Quelles sont les conséquences de cette nouvelle configuration internationale pour la paix et la stabilité dans le monde ? Les événements dramatiques de cette décennie qui tire à sa fin ont largement démontré les dangers mortels que comporte la trop grande liberté que s’accorde une seule puissance de façonner le monde en fonction de ses intérêts, ou plutôt de ce qu’elle croit être ses intérêts, et en fonction des lubies de pseudo intellectuels se prenant pour de grands stratèges. Les résultats sont terrifiants : des pays entiers déstabilisés, des morts et des blessés qui se comptent par millions, montée sans précédent de l’instabilité et de l’insécurité, développement spectaculaire du terrorisme, le tout étant le résultat logique de l’action de politiciens suffisamment myopes pour ne rien voir des dangers évidents que comporte le document stratégique « The New American Century ».
Paradoxalement aussi, le déclin américain est dans l’intérêt même des Etats-Unis qui, ayant démontré leur incapacité à mettre en place une politique mondiale bénéfique pour tous, n’ont même pas su profiter eux-mêmes de leur puissance sans précédent. La principale leçon tirée de cette décennie vieillissante est que moins les Etats-Unis sont puissants, moins ils se font du mal à eux-mêmes et aux autres et plus le monde se porte mieux.

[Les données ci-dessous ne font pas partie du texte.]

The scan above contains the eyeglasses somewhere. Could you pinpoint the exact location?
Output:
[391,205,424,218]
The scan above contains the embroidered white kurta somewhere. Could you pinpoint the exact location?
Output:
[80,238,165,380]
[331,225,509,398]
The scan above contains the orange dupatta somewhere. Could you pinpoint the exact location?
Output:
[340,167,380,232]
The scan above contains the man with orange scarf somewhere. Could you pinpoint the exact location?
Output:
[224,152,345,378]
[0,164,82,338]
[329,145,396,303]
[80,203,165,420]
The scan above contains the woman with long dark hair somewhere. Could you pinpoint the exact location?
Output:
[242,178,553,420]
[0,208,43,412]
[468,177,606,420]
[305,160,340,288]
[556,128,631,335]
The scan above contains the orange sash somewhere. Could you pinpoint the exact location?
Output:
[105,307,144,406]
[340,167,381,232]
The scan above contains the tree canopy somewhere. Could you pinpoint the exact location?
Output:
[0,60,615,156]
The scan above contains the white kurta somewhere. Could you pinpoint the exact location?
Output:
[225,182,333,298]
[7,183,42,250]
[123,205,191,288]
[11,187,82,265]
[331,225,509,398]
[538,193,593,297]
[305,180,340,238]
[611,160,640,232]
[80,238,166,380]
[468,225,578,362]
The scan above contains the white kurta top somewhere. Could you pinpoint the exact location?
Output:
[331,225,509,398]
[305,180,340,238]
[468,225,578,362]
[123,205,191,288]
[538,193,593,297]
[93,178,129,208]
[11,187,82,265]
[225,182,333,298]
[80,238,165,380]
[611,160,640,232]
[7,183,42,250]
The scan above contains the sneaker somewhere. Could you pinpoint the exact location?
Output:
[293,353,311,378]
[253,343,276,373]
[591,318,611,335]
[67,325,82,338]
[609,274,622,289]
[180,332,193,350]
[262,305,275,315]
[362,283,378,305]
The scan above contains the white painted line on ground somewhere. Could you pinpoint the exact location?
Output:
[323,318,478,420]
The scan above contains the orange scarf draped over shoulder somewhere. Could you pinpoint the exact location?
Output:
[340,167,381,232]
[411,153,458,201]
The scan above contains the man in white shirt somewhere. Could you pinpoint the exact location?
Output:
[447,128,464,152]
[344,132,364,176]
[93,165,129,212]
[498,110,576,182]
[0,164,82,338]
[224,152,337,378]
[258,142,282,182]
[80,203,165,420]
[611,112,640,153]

La seconde décennie du siècle qu’on entamera dans quelques mois sera en principe meilleure que celle-ci. Cet optimisme est motivé par la multipolarité que l’on souhaite voir renforcée au fil des ans. Une multipolarité qui devrait se poser en modératrice des ardeurs belliqueuses des uns et des autres.
Pour ce qui nous concerne en premier lieu en tant qu’Arabes, c'est-à-dire le conflit du Proche-Orient, la seconde décennie du siècle devrait être déterminante pour deux raisons : 1- En plus du déclin américain qui devrait réduire le poids immobilisateur de Washington sur le conflit, la relation entre les Etats-Unis et Israël est en train de se dégrader lentement mais sûrement. 2- L’émergence de la Turquie en tant que puissance de moins en moins tournée vers l’Occident et de plus en plus tournée vers l’Orient, devrait engendrer un nouvel équilibre régional, d’autant plus défavorable à Israël que les relations entre Tel Aviv et Ankara sont en pleine décomposition.
Ces deux données fondamentales ne peuvent pas rester sans effet sur le comportement futur d’Israël. Ayant perdu un grand allié régional (la Turquie), et de moins en moins assuré de la pérennité de sa relation privilégiée avec les Etats-Unis, ce pays se trouvera dans la prochaine décennie dans un isolement qu’il n’a jamais connu depuis sa création. Les conditions internationales qui ont jusqu’à présent protégé Israël en dépit de son arrogance, de son agressivité et son mépris du droit international ne seront plus les mêmes, et le monde n’aura plus de raisons pour lui accorder un statut particulier ni pour tolérer l’impunité dont il a bénéficié pendant plus de quatre décennies d’affilée. La seconde décennie du siècle sera sûrement meilleure.